________________ CM . . . . Volume XXIII Number 21 . . . . February 10, 2017


The Lotterys Plus One.

Emma Donoghue. Illustrated by Caroline Hadilaksono.
Toronto, ON: HarperCollins, March, 2017.
305 pp., hardcover, $19.99.
ISBN 978-1-44344-557-3.

Grades 3-7 / Ages 8-12.

Review by Rob Bittner.

***½ /4

Reviewed from Advance Reading Copy.



Once upon a time, a man from Delhi and a man from Yukon fell in love, and so did a woman from Jamaica and a Mohawk woman. The two couples became best friends and had a baby together. When they won the lottery, they gave up their jobs and found a big old house where their family could learn and grow … and grown some more.

Now Sumac Lottery (age nine) is the fifth of seven kids, all named after trees. With their four parents and five pets, they fit perfectly in the Toronto home they call Camelottery. But the one thing in life that never changes … is that sooner or later things change.

The Lotterys Plus One is a delightful and complex slice-of-life narrative following the antics of the Lotterys as they struggle to adapt to a new life that includes a rather ornery new grandfather who has never really wanted to be a part of their lives. When PopCorn (one of Sumac's fathers) receives a phone call one day and has to make an emergency trip to Yukon to visit his father, Sumac sees it as a chance for a new adventure and a way to spend more time with PopCorn. She certainly did not expect to come face to face with such a grumpy old man, let alone imagine that she'd have to give up her room so that he could stay with them for an extended period of time. As the family slowly adapts to an additional—and not so cooperative—person in the house, they all start to learn what it means to be compassionate and loving in the midst of hardship.

      Though the novel is about the entire family, the narrative is mostly focused on Sumac as she is the one who is most concerned about the impact that Grumps (as the family has dubbed the new grandpa) is having on their way of life: he is hard-headed, he is in denial about his condition, and he's got some very outdated views on race, gender, and sexuality. Grumps is none too pleased that his son has married another man, and he is abrasive whenever the subject of same-sex couples comes up.
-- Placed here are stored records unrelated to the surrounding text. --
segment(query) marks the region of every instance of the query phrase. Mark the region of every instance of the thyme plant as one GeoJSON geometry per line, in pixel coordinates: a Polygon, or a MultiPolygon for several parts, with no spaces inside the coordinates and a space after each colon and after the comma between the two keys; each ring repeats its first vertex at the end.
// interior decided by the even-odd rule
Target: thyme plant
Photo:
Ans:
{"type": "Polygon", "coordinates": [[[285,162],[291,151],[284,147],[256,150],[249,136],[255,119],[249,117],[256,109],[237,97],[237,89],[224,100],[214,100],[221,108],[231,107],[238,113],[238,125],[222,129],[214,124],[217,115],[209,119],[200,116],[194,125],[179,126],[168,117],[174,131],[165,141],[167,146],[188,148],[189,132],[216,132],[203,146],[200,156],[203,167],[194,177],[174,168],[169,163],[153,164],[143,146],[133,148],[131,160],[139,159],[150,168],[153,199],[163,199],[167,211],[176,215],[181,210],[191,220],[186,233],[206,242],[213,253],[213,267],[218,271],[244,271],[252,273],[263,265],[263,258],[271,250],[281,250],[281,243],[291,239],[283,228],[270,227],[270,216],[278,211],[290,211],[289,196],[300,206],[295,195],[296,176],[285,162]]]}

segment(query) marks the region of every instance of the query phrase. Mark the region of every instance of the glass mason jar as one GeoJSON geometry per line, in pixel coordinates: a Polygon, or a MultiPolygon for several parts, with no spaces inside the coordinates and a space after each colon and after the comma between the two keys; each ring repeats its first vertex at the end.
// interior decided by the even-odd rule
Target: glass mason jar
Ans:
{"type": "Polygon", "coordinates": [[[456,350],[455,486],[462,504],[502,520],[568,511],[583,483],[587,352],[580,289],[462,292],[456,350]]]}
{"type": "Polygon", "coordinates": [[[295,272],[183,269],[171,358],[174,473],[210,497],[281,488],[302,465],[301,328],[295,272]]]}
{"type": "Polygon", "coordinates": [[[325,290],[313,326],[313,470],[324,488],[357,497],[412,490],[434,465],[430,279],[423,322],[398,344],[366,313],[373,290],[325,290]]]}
At one point, he even calls MaxiMum (the mother from Jamaica) and PapaDum (the father from Delhi) "colored" during a conversation, which gives Donoghue the opportunity to actually address racism and its relation to history and culture. The conversation also opens up a space for dialogue about same-sex marriage. PopCorn tells Sumac, "He prefers things how they were, or at least how they seemed to be when he was eight instead of eighty-two."

      Perhaps the most complex part of the novel, aside from the emotionally poignant family dynamics, is the sheer number of characters: four parents, seven children, and five pets. As each of them has a unique name, there is opportunity to get mixed up between children and pets and vice versa. I also see the potential for some confusion for younger readers in terms of the young child, Brian, who refuses to be called a girl but is also okay with being called "her" or "she." The fluid gender representation is, in my mind, a wonderful opportunity for Donoghue to discuss gender dynamics in a book for young readers in a way that is separated from sexuality, something which is really only discussed in relation to the parents.

      The Lotterys Plus One is funny, emotional, and filled with quirky uses of language, nicknames, and puns. From the descriptions of each section of the house to the ways in which each of the family members talks about everyday objects and terms (Brian saying, "egg salad" instead of "excellent" for example) makes the book a unique space to discuss evolving language and enjoy the humour that is so often a part of childhood development. The Lotterys Plus One is a big, boisterous book with a lot of heart that speaks to the possibility and necessity of seeing diversity in stories. I think it's safe to say that readers young and old will not see family in quite the same way after reading about the Lotterys (plus one).

Highly Recommended.

Rob Bittner has a PhD in Gender, Sexuality, and Women's Studies (SFU), and is also a graduate of the MA in Children's Literature program at the University of British Columbia in Vancouver, BC. He loves reading a wide range of literature but particularly stories with diverse depictions of gender and sexuality.